Família Gabe: Qual é sua herança ao Município de Ibirubá?
4 fevereiro 2019 |
Compartilhe:

Ibirubá foi colonizado etnicamente por alemães e italianos. As primeiras famílias chegaram em meados de 1900, buscando uma vida melhor. Os Gabe, de origem pomerana, são uma das 24 famílias que se alocaram na ainda Colônia General Osório. A família fez e faz parte do ideário de toda uma geração de ibirubenses, que ainda é conhecida pela marcante e folclórica área, essencialmente verde e natural dentro da cidade, conhecida como “Potreiro do Gabe” ou “Mato do Gabe”. São dezenas de hectares de mata nativa, campo e banhado entre o acesso secundário via Linha Pulador Sul e a Rua Júlio Rosa, que emprestam sua beleza por todas as estações do ano à comunidade.

Os Gabe, tinham uma vida pacata, mantendo a tradição pomerana, uns ajudando os outros, do trabalho dividido, Edgar ajudava no sustento da casa, um dos quatro filhos de Helmut Gabe junto a Hilda, Helma e Paula (única dos quatro irmãos que ainda vive). As mulheres dedicavam-se a vender leite e manteiga, além de cuidar do gado e dos terneiros, já Edgar se responsabilizava a criação de porcos.

Helmut perdeu sua mulher quando a mesma tinha apenas 30 anos, e impôs uma severa educação aos seus filhos. As crianças eram proibidas de se relacionar, o que fez com que nenhum tenha se casado ou tido filhos. Isso com certeza colaborou para o comportamento reservado de Edgar.
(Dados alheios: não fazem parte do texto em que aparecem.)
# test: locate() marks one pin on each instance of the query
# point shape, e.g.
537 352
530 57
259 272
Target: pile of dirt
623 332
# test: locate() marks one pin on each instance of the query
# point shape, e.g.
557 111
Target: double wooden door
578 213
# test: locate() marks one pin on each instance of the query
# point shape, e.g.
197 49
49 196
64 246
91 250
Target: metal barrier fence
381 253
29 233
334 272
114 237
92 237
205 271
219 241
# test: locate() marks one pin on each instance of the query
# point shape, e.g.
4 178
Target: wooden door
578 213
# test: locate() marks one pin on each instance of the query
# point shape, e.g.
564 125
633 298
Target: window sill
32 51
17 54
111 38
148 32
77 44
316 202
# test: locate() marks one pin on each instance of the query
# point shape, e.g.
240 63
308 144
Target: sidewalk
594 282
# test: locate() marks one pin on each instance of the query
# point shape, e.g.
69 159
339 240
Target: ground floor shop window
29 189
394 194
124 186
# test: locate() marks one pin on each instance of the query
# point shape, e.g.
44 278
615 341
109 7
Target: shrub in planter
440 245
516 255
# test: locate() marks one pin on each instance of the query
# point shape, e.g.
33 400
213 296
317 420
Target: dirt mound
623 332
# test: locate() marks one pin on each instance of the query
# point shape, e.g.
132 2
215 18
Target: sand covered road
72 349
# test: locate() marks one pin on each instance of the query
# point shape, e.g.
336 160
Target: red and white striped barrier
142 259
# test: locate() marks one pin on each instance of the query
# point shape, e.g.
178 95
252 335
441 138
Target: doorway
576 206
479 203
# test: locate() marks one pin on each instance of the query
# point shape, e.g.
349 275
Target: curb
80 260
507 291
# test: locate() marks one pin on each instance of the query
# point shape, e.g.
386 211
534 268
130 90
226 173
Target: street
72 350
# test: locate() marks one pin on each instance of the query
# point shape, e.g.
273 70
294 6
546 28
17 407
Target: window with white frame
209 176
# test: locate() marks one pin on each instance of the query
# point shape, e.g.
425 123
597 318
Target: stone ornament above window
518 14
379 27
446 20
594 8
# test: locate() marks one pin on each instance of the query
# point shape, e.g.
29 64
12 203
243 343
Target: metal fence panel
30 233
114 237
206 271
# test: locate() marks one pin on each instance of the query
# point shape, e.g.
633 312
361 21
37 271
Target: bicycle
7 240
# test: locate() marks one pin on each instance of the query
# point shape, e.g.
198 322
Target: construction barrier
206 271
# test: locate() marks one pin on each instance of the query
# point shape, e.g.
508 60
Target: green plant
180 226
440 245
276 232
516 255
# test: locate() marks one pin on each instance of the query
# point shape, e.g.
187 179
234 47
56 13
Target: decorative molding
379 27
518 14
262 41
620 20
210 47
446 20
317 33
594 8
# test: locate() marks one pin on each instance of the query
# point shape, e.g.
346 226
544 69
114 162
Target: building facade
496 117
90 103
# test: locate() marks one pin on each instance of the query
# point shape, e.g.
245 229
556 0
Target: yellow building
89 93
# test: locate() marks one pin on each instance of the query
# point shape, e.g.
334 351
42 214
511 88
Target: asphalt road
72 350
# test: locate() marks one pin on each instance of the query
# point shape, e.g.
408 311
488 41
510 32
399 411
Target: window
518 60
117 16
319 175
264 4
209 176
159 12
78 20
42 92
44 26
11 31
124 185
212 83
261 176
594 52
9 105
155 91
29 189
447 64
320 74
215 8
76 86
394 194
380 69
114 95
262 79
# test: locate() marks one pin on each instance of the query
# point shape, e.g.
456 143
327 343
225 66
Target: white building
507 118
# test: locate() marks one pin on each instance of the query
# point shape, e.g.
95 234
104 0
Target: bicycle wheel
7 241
Embora a família tivesse desempenhado um importante papel para o crescimento de Ibirubá – Helmut foi um dos 87 fundadores da antiga Cooperativa General Osório, hoje Cotribá – mantinha um relacionamento diferente com seus vizinhos, que entravam no máximo até a área que dava acesso ao interior da casa, e jamais passavam da porta de entrada.

 

O falecimento dos últimos herdeiros

Os rígidos costumes da Família Gabe, especificamente do patriarca, foram mantidos após a sua morte, na personalidade de Edgar que revelava visivelmente traços herdados do pai. Toda esta personalidade causava um certo estranhamento aos vizinhos, e contribuiu para a fama da família e ao mesmo tempo que surgissem lendas e contos a respeito – alguns diziam que o mato era assombrado, outros que havia um tesouro escondido – conta um morador que não quis se identificar.
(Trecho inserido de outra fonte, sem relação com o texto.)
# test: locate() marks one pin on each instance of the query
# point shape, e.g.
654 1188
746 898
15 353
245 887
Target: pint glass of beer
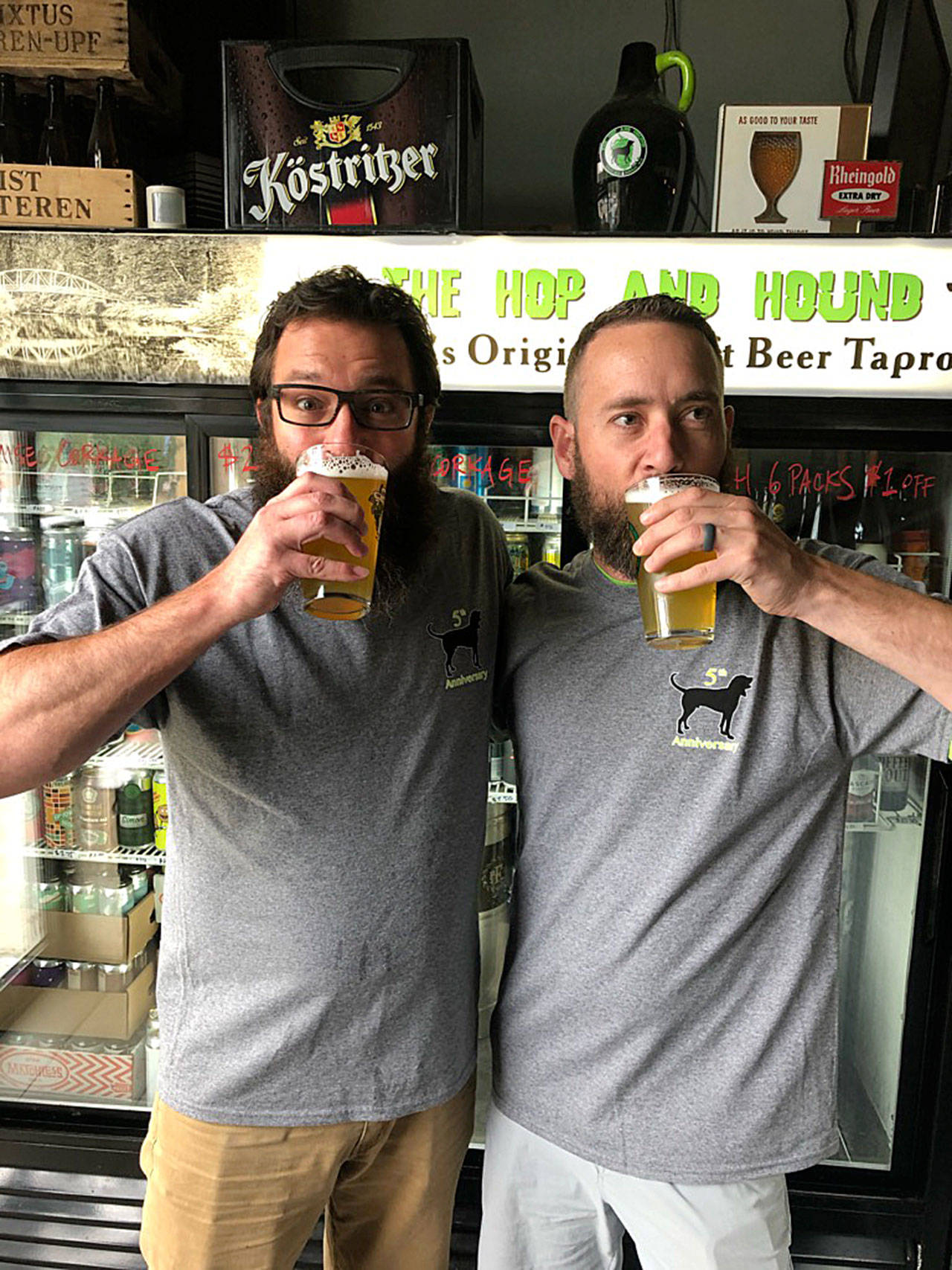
679 619
364 472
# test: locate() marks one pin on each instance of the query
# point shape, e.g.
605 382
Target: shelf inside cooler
70 510
537 526
145 855
21 620
889 821
129 754
12 966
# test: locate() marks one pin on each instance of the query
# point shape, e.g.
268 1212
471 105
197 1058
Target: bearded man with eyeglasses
328 785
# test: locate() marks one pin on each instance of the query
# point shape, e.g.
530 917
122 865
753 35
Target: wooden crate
88 39
48 197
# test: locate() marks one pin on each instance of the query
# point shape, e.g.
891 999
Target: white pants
546 1209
Embora fosse uma família reservada, Helmut queria construir um asilo na propriedade da família, ainda mais consciente que era do isolamento dos quatro filhos. E tirou do papel a ideia, mas o projeto não chegou a sair do chão. Os tijolos para a obra ainda estão empilhados ao fundo da casa em meio a vegetação de araucárias.
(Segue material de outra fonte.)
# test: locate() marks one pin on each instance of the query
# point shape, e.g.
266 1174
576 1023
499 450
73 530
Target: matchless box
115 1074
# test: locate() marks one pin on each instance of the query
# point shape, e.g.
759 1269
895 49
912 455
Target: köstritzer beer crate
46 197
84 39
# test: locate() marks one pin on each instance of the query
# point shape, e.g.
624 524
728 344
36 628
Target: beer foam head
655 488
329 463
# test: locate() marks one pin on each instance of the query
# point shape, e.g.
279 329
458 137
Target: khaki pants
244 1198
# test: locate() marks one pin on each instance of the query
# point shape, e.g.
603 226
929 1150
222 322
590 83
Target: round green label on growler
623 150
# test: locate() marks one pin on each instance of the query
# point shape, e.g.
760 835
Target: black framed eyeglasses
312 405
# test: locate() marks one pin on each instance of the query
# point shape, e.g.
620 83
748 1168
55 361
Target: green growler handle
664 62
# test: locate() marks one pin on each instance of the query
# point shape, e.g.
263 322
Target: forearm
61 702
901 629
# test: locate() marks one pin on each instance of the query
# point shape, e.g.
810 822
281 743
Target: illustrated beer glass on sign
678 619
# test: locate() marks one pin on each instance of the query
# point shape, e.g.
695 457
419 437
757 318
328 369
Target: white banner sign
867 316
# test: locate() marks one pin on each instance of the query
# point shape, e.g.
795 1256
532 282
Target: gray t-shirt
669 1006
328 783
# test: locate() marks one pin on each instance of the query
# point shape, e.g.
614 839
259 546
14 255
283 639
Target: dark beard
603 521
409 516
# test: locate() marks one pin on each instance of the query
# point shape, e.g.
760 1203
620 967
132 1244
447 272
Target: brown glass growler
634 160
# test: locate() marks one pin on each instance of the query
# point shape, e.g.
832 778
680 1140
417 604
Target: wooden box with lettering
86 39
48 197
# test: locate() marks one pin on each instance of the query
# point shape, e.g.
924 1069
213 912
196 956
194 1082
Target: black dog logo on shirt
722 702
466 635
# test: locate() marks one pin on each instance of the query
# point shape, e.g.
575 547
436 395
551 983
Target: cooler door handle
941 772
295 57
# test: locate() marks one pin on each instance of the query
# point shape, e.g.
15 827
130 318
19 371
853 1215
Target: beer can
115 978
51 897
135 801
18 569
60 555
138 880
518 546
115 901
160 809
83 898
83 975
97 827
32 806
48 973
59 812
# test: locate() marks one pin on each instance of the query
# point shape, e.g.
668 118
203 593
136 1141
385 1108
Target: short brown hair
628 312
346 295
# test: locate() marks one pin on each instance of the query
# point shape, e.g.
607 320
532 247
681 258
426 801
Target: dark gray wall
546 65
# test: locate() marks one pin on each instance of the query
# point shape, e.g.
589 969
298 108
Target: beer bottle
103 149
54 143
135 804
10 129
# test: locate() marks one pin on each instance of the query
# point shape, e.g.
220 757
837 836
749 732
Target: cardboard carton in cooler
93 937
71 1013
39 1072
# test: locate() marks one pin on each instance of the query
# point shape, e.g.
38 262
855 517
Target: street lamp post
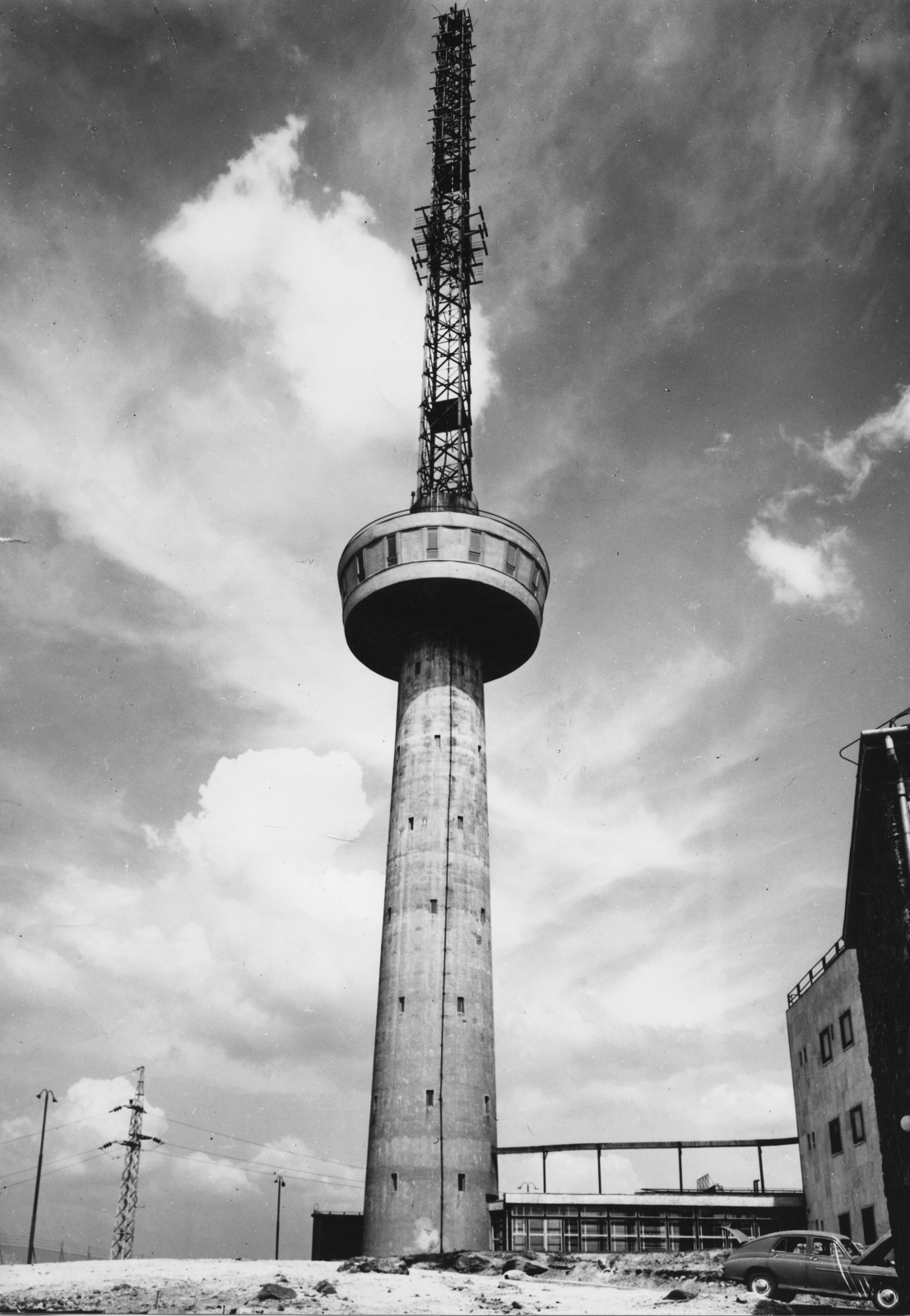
278 1217
46 1092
Edgar cuidou das irmãs. Hilda morreu aos 72 anos, Helma aos 77 e Paula recebeu a atenção do caçula até ele sentir que a deixaria primeiro, o que aconteceu em 1º/03/2014.

Na Comunidade Evangélica de Ibirubá, a família era muito atuante, desempenhando papeis na diretoria, e no cuidado do Cemitério Evangélico.

Novos projetos para a área

Em novembro de 2018, a administração municipal anunciou ambicioso projeto que prevê um investimento de R$ 5 milhões na Rua Júlio Rosa, que será transformada em avenida com duas faixas largas (26 metros no total), canteiro central e passeios públicos de três metros de largura. Este empreendimento reforça a ideia de tornar o Potreiro do Gabe um cartão postal de Ibirubá e até mesmo patrimônio histórico, cultural e ambiental, um anseio antigo – e tardiamente crescente – da população.

Entrevistado, o bibliotecário Jorge Gonçalves Ferreira sugeriu a realização de uma ação popular junto ao Ministério Público, coletando assinaturas em apoio para um parque ecológico e cultural, um ponto turístico e área de lazer. Há um grupo que já vem debatendo o assunto.

Porém, toda essa paixão e boas intenções parecem perdidas no tempo, já que o destino do potreiro foi definido há tempos. Empresários adquiriram amplas áreas, que serão loteadas muito em breve, restando somente a mata, no topo da coxilha. Com isso, toda a paisagem natural como é percebida hoje deixará de existir.